İnsanlar yetiştikleri çevrenin eğitimini alırlar. Bu bakımdan görgüleri, beceri ve bilgileri, davranışları, yol ve yöntemleri birbirinden farklıdır. Buna rağmen kimi kişiler özenti hastalığına yakalanırlar ve onu bunu taklit etmeye başlarlar. Ancak bunu beceremezler, bunu beceremedikleri gibi tabii davranışlarını da yitirir, gülünç duruma düşerler. CHP İzmir 1'inci Bölge 3'üncü sıra Milletvekili adayı Tuncay Özkan da birilerini taklit edeyim derken, kendi benliğini şaşırmış, geçmişini çabuk unutmuş.
KAVGA YARAR GETİRMEZ
KAVGA YARAR GETİRMEZ
Partilerin milletvekili aday listelerini Yüksek Seçim Kurulu'na teslim etmesiyle birlikte seçim dönemi başladı, ancak CHP İzmir 1'inci Bölge 3'üncü sıra Milletvekili adayı Tuncay Özkan'ın söylemlerine bakarsak, İzmir gergin bir seçim dönemine hazır olmalı. Ama Özkan'ın şunu unutmaması gerekir, İzmirlilerin adaylardan beklentisi birbirlerine saygı çerçevesinde seçim çalışması yürütmeleri yönünde. Adaylar 7 Haziran seçimlerinde Tuncay Özkan gibi "Kin, kavgacı, birbirine hakaret eden" söylemlerle seçmenlerinin önüne çıkarsa, onlara gerekli cevap sandıkta verilecektir. Özkan, 'Armut piş, ağzıma düş' misali Genel Başkanı Kemal Kılıçdaroğlu'nun bile ön seçime girdiği bir ortamda, CHP'ye yıllarını veren insanların hakkını nasıl yediğinin hesabını vermelidir.
GEÇMİŞİNİ SİLEMEZSİN
GEÇMİŞİNİ SİLEMEZSİN
Dün bir toplantı düzenleyen Tuncay Özkan, projeler ve çalışmalarını anlatmak yerine iktidar partisi adaylarına dil uzatmayı tercih etmiş. Özkan'ın AK Parti milletvekili adaylarına "Kaliteden yoksun, abur cabur" sözleriyle hakaret etmesinin, İzmirliler tarafından da tepkiyle karşılanacağından eminim. Tuncay Özkan'ın bu sözlerini duyunca rahmetli babamın, "Herkes kendi sahip olduğu kumaştan giysiler biçer karşısındakine" sözü geldi aklıma. Tuncay Özkan'a tavsiyem, özellikle kendi bölgesindeki AK Parti milletvekili adaylarını bir kez daha gözden geçirsin. Bu isimler sizi, zekalarıyla, kültürleriyle, bilgi ve siyasi birikimleriyle cebinden çıkarır.

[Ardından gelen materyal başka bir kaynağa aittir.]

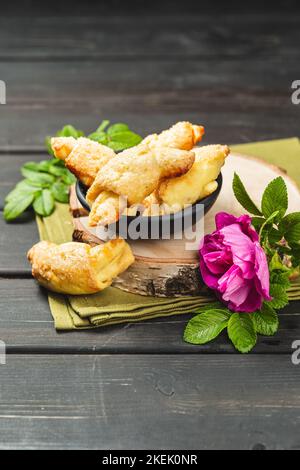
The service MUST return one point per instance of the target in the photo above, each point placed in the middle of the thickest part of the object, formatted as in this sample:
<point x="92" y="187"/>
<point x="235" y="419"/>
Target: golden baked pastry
<point x="198" y="182"/>
<point x="133" y="175"/>
<point x="78" y="268"/>
<point x="182" y="135"/>
<point x="83" y="157"/>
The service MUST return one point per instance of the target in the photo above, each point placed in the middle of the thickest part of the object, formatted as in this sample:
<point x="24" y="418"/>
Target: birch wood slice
<point x="166" y="268"/>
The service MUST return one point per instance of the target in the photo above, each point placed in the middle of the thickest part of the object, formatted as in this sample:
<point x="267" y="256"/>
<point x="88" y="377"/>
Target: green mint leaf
<point x="243" y="197"/>
<point x="266" y="320"/>
<point x="206" y="326"/>
<point x="99" y="136"/>
<point x="58" y="170"/>
<point x="44" y="203"/>
<point x="257" y="222"/>
<point x="36" y="177"/>
<point x="69" y="131"/>
<point x="34" y="166"/>
<point x="275" y="198"/>
<point x="57" y="162"/>
<point x="48" y="146"/>
<point x="17" y="206"/>
<point x="279" y="296"/>
<point x="123" y="140"/>
<point x="115" y="128"/>
<point x="241" y="332"/>
<point x="60" y="192"/>
<point x="103" y="125"/>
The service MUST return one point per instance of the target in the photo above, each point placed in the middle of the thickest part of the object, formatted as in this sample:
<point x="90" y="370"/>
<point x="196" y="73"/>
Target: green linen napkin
<point x="112" y="305"/>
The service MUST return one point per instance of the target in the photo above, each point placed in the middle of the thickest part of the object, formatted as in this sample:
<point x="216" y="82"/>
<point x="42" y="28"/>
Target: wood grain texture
<point x="125" y="37"/>
<point x="26" y="326"/>
<point x="229" y="98"/>
<point x="106" y="402"/>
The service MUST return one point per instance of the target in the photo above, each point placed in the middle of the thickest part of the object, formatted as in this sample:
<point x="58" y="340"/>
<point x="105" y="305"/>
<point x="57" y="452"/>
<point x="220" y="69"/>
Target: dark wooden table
<point x="139" y="385"/>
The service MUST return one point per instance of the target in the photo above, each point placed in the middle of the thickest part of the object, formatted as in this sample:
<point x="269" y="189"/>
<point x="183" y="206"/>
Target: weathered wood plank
<point x="223" y="126"/>
<point x="229" y="98"/>
<point x="165" y="37"/>
<point x="106" y="402"/>
<point x="26" y="326"/>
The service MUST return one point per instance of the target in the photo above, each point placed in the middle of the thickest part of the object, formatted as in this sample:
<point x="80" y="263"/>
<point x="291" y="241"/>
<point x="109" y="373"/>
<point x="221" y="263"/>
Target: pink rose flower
<point x="234" y="265"/>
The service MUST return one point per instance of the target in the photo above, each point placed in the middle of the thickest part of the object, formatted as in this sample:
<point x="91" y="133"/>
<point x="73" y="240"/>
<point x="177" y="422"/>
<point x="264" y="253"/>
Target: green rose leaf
<point x="275" y="198"/>
<point x="116" y="128"/>
<point x="257" y="222"/>
<point x="206" y="326"/>
<point x="44" y="203"/>
<point x="17" y="206"/>
<point x="280" y="277"/>
<point x="243" y="197"/>
<point x="36" y="177"/>
<point x="241" y="331"/>
<point x="293" y="234"/>
<point x="60" y="191"/>
<point x="266" y="320"/>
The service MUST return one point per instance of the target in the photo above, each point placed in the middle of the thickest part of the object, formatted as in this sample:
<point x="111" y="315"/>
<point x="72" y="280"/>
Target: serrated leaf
<point x="68" y="178"/>
<point x="241" y="332"/>
<point x="206" y="326"/>
<point x="275" y="198"/>
<point x="292" y="235"/>
<point x="69" y="131"/>
<point x="266" y="320"/>
<point x="281" y="278"/>
<point x="279" y="296"/>
<point x="60" y="191"/>
<point x="257" y="222"/>
<point x="276" y="263"/>
<point x="44" y="203"/>
<point x="17" y="206"/>
<point x="37" y="177"/>
<point x="289" y="220"/>
<point x="210" y="306"/>
<point x="103" y="125"/>
<point x="243" y="197"/>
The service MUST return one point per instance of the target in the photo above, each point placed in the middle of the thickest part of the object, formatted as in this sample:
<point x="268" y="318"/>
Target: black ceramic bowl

Ama Tuncay Bey, adaylardan birisi karşınıza çıkıp, "1998 yılında hangi partinin genel başkanı, hangi işadamına sizi medya kurumuna almasını söyledi. Siz de bu kanala geçerken kaç para aldığınızı açıklar mısınız?" diye sorar.
Geçmişinizi silemezsiniz Tuncay Bey, bunu unutmayın lütfen.